Habitats | Brooklyn Heights
The Almost Landless Gardener
Donna Alberico for The New York Times
Published: February 25, 2011
THE cobblestone part of Joralemon Street is among the loveliest stretches of Brooklyn Heights. Come spring, and well into the fall, the front gardens of the brownstones that line the street will be lush with greenery, and the window boxes will explode with flowers. But even on this beautiful strip, the low-slung red brick building just off Hicks Street stands out.
The offerings resemble nothing so much as a miniature botanical garden, one that all Ms. Fitzsimons’s neighbors can enjoy. In spring, they stop to admire the brilliant golden forsythia and the profusion of rosy azaleas and rhododendron. In summer, they pause in front of the hydrangeas and butterfly bushes, and sniff an exceptionally fragrant shrub called summersweet. Even in the depths of winter, the yard tempts the eye, typically with pots of witch hazel and pussywillow.
Many passers-by habitually check to see if Aurora, Ms. Fitzsimons’s sweet-natured gold and white cat, is nestled under a chair.
“She’s a very lovey-dovey cat,” Ms. Fitzsimons said the other day as the object of her words sat placidly on her lap. “She’s not standoffish at all. I think she likes the attention.” Because Aurora came from a shelter, her origins are unknown, but Ms. Fitzsimons thinks that she must be a Maine coon because she is the spitting image of the Maine coon cat in the photograph on the fridge.
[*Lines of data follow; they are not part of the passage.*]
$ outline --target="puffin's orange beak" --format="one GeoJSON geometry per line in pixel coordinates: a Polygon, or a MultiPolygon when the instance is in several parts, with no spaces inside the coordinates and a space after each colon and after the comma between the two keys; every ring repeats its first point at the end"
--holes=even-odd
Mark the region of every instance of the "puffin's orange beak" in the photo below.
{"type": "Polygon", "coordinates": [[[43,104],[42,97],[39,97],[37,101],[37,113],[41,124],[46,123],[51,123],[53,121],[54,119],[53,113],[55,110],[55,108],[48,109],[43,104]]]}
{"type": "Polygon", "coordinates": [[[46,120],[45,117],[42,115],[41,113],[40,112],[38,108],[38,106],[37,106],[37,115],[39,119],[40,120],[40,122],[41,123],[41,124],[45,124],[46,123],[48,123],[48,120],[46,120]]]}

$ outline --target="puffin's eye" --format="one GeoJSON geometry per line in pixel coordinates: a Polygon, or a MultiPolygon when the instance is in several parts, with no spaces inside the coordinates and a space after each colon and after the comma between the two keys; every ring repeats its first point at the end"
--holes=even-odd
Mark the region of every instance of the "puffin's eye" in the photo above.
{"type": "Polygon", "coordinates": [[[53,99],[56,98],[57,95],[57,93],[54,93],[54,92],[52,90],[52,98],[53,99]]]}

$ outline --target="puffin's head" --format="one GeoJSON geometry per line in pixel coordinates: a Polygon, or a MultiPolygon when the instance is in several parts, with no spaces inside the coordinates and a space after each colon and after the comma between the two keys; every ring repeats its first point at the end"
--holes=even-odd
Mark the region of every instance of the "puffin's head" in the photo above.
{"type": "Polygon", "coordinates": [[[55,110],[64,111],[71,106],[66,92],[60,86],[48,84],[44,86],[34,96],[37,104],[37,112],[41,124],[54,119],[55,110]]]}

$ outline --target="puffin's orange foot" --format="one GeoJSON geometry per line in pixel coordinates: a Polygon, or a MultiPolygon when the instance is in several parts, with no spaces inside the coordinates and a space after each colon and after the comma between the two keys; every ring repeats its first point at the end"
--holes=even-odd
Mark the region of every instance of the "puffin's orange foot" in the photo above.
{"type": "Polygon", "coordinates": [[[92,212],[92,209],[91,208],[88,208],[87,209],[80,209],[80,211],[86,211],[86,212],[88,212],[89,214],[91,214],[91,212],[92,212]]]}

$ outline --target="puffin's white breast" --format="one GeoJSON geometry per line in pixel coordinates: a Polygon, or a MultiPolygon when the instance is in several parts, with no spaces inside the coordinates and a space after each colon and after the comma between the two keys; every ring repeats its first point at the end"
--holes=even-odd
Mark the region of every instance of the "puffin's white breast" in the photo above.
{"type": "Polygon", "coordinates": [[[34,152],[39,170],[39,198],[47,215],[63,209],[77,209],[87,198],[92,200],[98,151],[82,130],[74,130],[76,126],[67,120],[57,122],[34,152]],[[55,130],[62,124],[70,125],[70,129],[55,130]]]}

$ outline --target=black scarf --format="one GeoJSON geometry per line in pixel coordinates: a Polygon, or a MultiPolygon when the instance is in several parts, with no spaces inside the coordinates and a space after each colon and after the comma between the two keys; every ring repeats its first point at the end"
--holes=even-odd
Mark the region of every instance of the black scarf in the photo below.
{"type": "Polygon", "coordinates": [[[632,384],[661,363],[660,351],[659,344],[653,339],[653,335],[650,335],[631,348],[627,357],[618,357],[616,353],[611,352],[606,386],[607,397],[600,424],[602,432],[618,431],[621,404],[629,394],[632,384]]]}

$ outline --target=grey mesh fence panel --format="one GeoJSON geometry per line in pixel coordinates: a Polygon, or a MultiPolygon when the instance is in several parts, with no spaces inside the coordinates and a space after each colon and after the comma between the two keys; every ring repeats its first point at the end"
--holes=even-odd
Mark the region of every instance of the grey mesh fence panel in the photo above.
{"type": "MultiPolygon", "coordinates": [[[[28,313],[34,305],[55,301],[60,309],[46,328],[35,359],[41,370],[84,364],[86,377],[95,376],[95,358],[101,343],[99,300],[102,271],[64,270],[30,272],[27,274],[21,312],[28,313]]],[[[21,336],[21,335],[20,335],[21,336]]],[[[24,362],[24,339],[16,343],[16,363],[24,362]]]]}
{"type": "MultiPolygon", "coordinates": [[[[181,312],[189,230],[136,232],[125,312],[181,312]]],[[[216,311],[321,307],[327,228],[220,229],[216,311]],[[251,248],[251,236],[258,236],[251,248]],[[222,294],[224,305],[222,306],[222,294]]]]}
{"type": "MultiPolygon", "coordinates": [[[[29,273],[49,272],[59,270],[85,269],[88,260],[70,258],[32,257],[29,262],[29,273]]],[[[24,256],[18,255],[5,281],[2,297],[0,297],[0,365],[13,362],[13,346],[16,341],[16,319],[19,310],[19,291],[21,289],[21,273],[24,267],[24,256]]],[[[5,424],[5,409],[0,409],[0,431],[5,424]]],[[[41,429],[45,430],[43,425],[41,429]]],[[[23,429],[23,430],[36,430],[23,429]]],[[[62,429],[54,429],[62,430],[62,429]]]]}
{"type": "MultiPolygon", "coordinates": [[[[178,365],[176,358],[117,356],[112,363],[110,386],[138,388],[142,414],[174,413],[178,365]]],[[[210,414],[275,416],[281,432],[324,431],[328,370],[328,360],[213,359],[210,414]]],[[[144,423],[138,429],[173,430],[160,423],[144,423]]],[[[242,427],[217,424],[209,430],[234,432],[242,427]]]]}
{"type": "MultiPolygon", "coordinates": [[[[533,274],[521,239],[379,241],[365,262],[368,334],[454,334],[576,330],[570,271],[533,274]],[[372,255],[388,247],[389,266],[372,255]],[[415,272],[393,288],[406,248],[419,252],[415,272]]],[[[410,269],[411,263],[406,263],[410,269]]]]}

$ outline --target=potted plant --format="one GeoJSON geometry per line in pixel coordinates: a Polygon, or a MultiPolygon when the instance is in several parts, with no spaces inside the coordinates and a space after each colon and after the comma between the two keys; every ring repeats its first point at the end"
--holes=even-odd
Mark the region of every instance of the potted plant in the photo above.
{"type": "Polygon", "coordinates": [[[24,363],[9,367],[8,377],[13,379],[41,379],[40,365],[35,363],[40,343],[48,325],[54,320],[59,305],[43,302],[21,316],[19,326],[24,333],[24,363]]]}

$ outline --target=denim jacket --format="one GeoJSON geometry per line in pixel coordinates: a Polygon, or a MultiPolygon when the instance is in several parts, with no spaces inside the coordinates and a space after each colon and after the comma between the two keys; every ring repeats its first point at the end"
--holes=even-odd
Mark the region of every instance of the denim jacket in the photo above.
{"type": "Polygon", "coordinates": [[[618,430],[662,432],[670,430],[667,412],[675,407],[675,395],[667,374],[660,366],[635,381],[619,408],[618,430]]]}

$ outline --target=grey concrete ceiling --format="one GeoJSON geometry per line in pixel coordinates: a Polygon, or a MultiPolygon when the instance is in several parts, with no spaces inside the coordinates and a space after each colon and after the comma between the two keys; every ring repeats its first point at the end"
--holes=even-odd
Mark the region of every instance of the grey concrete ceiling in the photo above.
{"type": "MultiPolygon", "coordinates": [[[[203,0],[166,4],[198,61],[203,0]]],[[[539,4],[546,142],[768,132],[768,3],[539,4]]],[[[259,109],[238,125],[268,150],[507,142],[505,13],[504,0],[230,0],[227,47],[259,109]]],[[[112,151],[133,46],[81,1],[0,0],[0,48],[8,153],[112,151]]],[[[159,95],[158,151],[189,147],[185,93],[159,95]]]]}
The apartment occupies most of a two-story structure that is attached to the town house on the corner and probably began life as a shed or garage. Ms. Fitzsimons, 56, who was born and raised in Hamden, Conn., arrived in 1980 as a renter, and when her apartment went co-op five years later, she bought it for under $60,000. The place is also the headquarters of her landscape design firm, Willowtown Gardens, which she runs with her sister, and examples of her work can be seen throughout the neighborhood.
The first floor, which includes a small kitchen area but is mostly living room, is just 11 by 17 feet. A narrow staircase winds up to the even more diminutive bedroom. With these modest proportions, the ancient radiators and the wooden beams atop eight-foot plaster ceilings, the apartment feels like a cozy, if sometimes slightly chilly, relic from the 19th century.
“There’s not a great deal of insulation,” said Ms. Fitzsimons, who has done a lot of work on the apartment, much of it herself. A few years ago she tore down the first-floor ceiling, part of which was collapsing, and installed insulation between the beams.
“A hundred percent gifts and finds” is how she describes the furnishings, right down to the mismatched flowered china and Waterford goblets in the glass-paned cupboards. Nevertheless, her possessions reflect both a good eye and a rich family history, starting with an elaborately crafted French clock, circa 1800, that came from one of her grandfathers.
“This is the real thing,” she said, taking the small bronze clock down from a shelf. Its centerpiece is a young Roman holding a book in one hand and surrounded by a globe, a protractor and the lamp of knowledge.
“Who the heck knows where my grandfather got it,” Ms. Fitzsimons said. “He wasn’t a big collector. But it’s fancy-schmancy, no?”
Fancy-schmancy is the word. The clock, operates with what is known as a silk-thread suspension mechanism, a delicate and sometimes temperamental device in which the pendulum hangs from a tiny loop of silk thread.
“I spent $800 getting it fixed, but it didn’t stay fixed,” Ms. Fitzsimons said. She wants the clock to work so she can hear the ping of the chimes, but just now the project is on the back burner.
Near the clock stands a framed photograph of Ms. Fitzsimons’s father, Daniel Edward Fitzsimons, who owned an insurance agency in New Haven and who died in 1970, when his daughter was 16. “What I like about the picture,” she said, “is that it shows my dad as a young man, when he was just starting out in the world.”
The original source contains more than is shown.